Between the American Civil War and the outbreak of WWI, weapons technology took a quantum leap. During the Civil War, the standard weapon on both sides was still the muzzle-loading percussion rifle (although the Confederacy entered the conflict armed with the even older flintlock muskets). Machine guns were not used in the Civil War. Gatling developed his hand-cranked gun during that war, but it never saw service until afterwards. Even then, the world's first truly automatic machine gun was still 20 years away (Hiram Maxim's invention). The problem with the Gatling, Gardner, Nordenfelt, Mitrailluese and other hand cranked weapons was that in the heat of battle, the operator often panicked and started cranking the weapon too quickly. This resulted in its jamming. Another issue was the propellant used in the cartridges - still the charcoal / sulphur / saltpetre blend of gunpowder. That added to the jamming issues, and obscured the battle field in a great fog of gunsmoke.
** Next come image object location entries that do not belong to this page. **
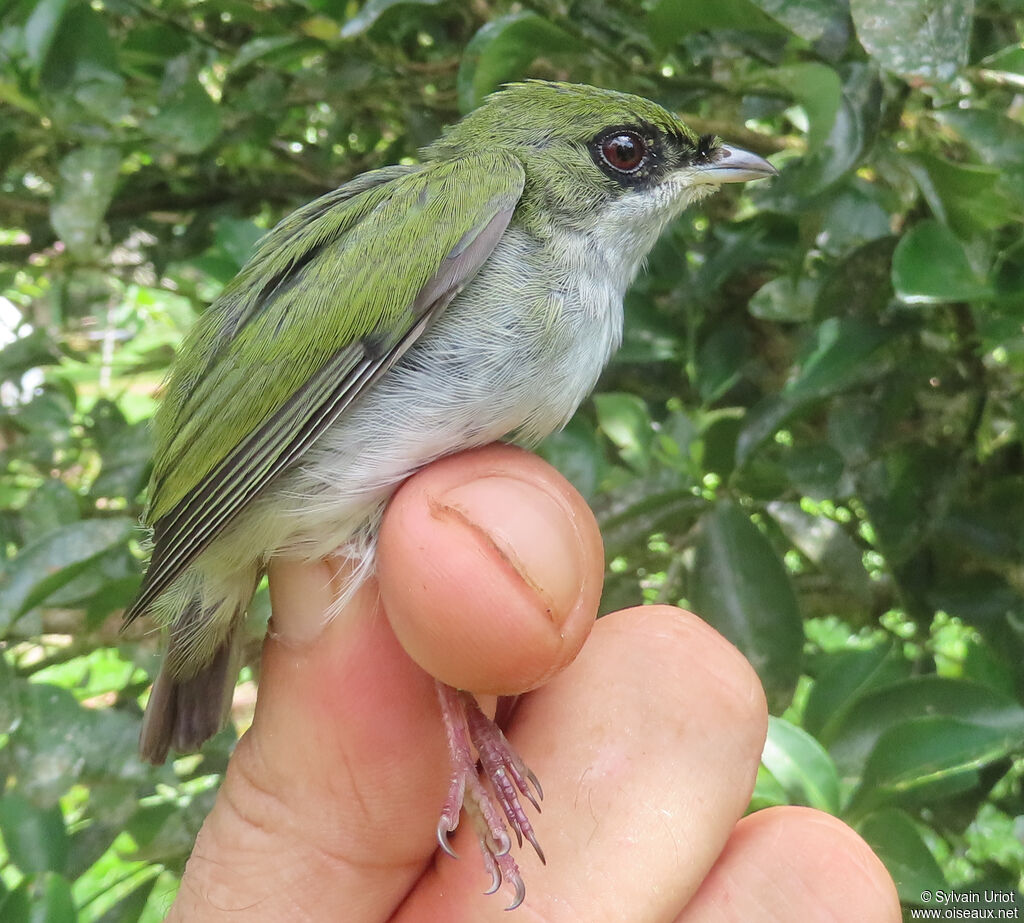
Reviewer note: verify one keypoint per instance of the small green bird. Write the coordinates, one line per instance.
(415, 311)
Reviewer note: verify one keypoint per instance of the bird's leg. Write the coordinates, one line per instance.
(471, 733)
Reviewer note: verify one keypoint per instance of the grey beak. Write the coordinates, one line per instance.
(736, 165)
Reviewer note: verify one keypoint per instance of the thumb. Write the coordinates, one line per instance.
(491, 568)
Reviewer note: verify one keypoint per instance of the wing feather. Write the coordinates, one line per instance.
(472, 212)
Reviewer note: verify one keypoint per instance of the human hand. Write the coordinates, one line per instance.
(647, 744)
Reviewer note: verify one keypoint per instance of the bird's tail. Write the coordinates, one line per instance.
(187, 706)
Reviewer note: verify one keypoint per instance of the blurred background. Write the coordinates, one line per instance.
(812, 435)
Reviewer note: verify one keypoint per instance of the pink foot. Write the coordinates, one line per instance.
(472, 735)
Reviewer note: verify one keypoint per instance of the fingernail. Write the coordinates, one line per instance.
(531, 532)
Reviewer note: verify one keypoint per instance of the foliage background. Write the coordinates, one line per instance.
(812, 434)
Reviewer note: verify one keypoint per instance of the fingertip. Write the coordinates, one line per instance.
(491, 565)
(812, 864)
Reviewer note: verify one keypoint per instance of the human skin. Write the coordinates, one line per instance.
(644, 728)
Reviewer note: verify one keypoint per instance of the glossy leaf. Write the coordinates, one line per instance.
(996, 137)
(801, 765)
(825, 543)
(915, 38)
(897, 840)
(41, 28)
(886, 709)
(932, 753)
(35, 837)
(87, 179)
(845, 678)
(810, 19)
(930, 265)
(625, 420)
(502, 50)
(742, 590)
(373, 9)
(40, 569)
(671, 19)
(838, 360)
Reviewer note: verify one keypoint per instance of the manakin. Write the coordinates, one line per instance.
(415, 311)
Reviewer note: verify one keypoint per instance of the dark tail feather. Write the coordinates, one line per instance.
(183, 713)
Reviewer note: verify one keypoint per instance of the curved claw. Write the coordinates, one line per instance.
(503, 845)
(496, 879)
(537, 846)
(442, 841)
(520, 893)
(537, 785)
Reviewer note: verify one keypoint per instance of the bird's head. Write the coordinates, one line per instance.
(594, 156)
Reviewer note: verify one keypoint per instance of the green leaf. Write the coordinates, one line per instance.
(935, 755)
(997, 138)
(86, 187)
(189, 123)
(784, 299)
(671, 19)
(58, 742)
(576, 451)
(915, 38)
(885, 709)
(817, 88)
(801, 765)
(741, 589)
(826, 545)
(35, 837)
(43, 567)
(373, 10)
(626, 420)
(845, 678)
(50, 506)
(55, 903)
(838, 360)
(809, 18)
(503, 49)
(768, 792)
(930, 265)
(897, 841)
(966, 197)
(41, 28)
(849, 139)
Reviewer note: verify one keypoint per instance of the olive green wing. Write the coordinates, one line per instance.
(330, 300)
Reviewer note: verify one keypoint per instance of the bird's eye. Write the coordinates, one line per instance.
(625, 152)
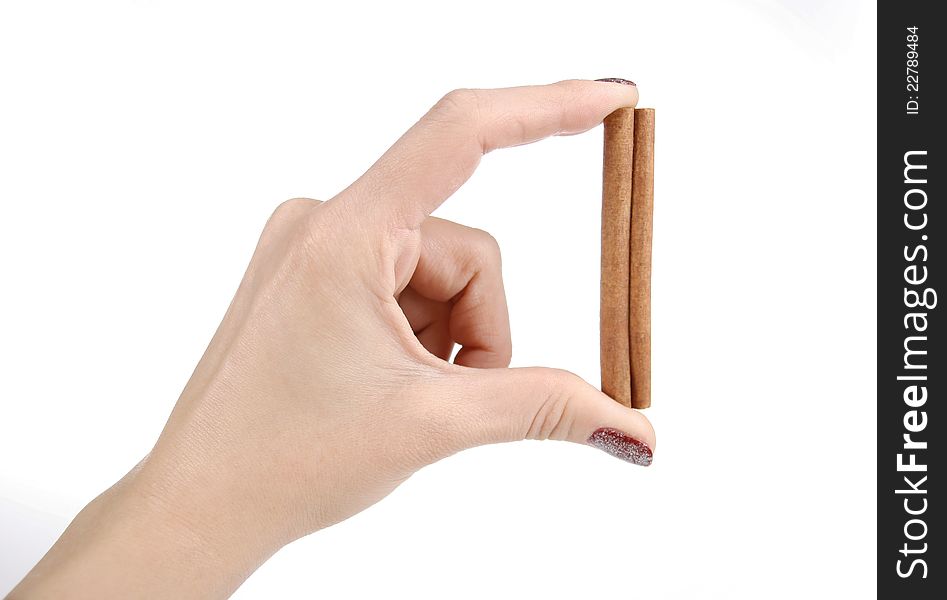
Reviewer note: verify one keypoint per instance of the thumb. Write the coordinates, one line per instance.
(538, 403)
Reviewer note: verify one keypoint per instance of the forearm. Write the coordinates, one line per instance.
(130, 543)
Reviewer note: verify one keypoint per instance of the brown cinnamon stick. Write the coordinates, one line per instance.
(614, 311)
(642, 211)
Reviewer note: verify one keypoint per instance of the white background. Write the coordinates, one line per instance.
(143, 145)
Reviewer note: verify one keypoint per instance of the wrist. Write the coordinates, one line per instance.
(143, 538)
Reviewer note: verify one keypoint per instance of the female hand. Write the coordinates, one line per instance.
(328, 383)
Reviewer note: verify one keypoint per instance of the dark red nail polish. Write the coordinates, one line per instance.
(621, 445)
(617, 80)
This same problem delayed the world's armies from adopting magazine fed rifles until the 1890s, when smokeless powders were developed.
Artillery, also, took quantum leaps during the latter part of the 19th Century, thanks to the arms race initiated by the German manufacturer, Krupp.
Likewise for naval development. Naval warfare was revolutionised in 1906 by the launching of HMS Dreadnought, which rendered all other battle ships obsolete. That set going a massive arms race - principally between Germany and Britain - which was in full swing by 1914.
Add to the list aircraft (invented 1903), poison gas, submarines, torpedoes and mines (both of which changed the balance of naval warfare), depth charges, sonar, sound-ranging equipment, tanks, armoured cars etc, and you come up with a lot of things never used previously in an all out conflict between major powers. It is true that a number of these weapons (but by no means all) had been experimented with previously in small scale Colonial wars. However, in those days before Satellite TV and the like, it would have been a case of "out of site, out of mind". World War One brought home the horrors of a modern, industrialised war to the heartland of Europe.